Procès du RN : Darmanin, Zemmour, Estrosi… Pourquoi des adversaires de Marine Le Pen s’opposent à une inéligibilité
C’est une bombe qui pourrait bouleverser le paysage politique français. Le parquet a requis mercredi soir cinq ans de prison, dont deux ans ferme aménageables et 300.000 euros d’amende, contre Marine Le Pen dans le procès des assistants parlementaires du Rassemblement national. L’accusation a aussi requis cinq ans d’inéligibilité, assortie d’une exécution provisoire, qui aurait pour effet de rendre applicable la peine même en cas d’appel.

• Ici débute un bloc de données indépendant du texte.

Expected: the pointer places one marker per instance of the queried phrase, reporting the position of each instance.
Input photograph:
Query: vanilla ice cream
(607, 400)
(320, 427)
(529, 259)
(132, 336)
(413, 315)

Si le tribunal suit le parquet, la triple candidate à la présidentielle ne pourrait donc pas se représenter en 2027. Ses soutiens ont – sans surprise – dénoncé un « acharnement » contre la cheffe de file de leur mouvement et une « atteinte à la démocratie ». Mais l’ex-patronne du parti a également reçu des soutiens plus inattendus de la part… de ses adversaires politiques.
« Combattre Marine Le Pen dans les urnes »
Si de nombreux élus RN ont publié sur X des photos d’eux avec Marine Le Pen sous le hashtag #JeSoutiensMarine, Gérald Darmanin n’est pas allé jusque-là. Mais l’ancien ministre de l’Intérieur a indiqué qu’il « serait profondément choquant que Marine Le Pen soit jugée inéligible et, ainsi, ne puisse pas se présenter devant le suffrage des Français ». Son argument ? Il juge préférable de « combattre Madame Le Pen […] dans les urnes, pas ailleurs. Si le tribunal juge qu’elle doit être condamnée, elle ne peut l’être électoralement, sans l’expression du Peuple. N’ayons pas peur de la démocratie et évitons de creuser, encore plus, la différence entre les »élites » et l’immense majorité de nos concitoyens », a-t-il indiqué.
Le maire de Nice, Christian Estrosi, dit peu ou prou la même chose : elle « doit être défaite dans les urnes, pas dans les prétoires. Si elle doit être condamnée, qu’elle le soit, mais qu’on n’empêche pas le débat démocratique ».
Même tonalité chez Eric Zemmour, généralement pas tendre avec sa rivale. « Si Marine Le Pen était déclarée inéligible, on atteindrait alors un niveau sans précédent dans le gouvernement des juges. Quels que soient nos désaccords, ce n’est sûrement pas à la justice de décider de qui peut être candidat à l’élection présidentielle », a estimé le président de Reconquête sur X.
Une loi votée par les parlementaires
Plusieurs élus ont pourtant rappelé sur les réseaux sociaux que cette décision judiciaire se fondait bien sur « la loi française », comme le dit l’ex-macroniste Sacha Houlié. Une loi qui a donc été votée par des parlementaires élus par les Français. Christian Estrosi a d’ailleurs demandé à ce que « le Parlement se saisisse sérieusement de l’automaticité des peines d’inéligibilité. C’est un principe dangereux, qui ampute le débat démocratique ».
Très attendue, la décision du tribunal, qui pourrait stopper la carrière politique de Marine Le Pen, ne sera pas connue avant plusieurs mois.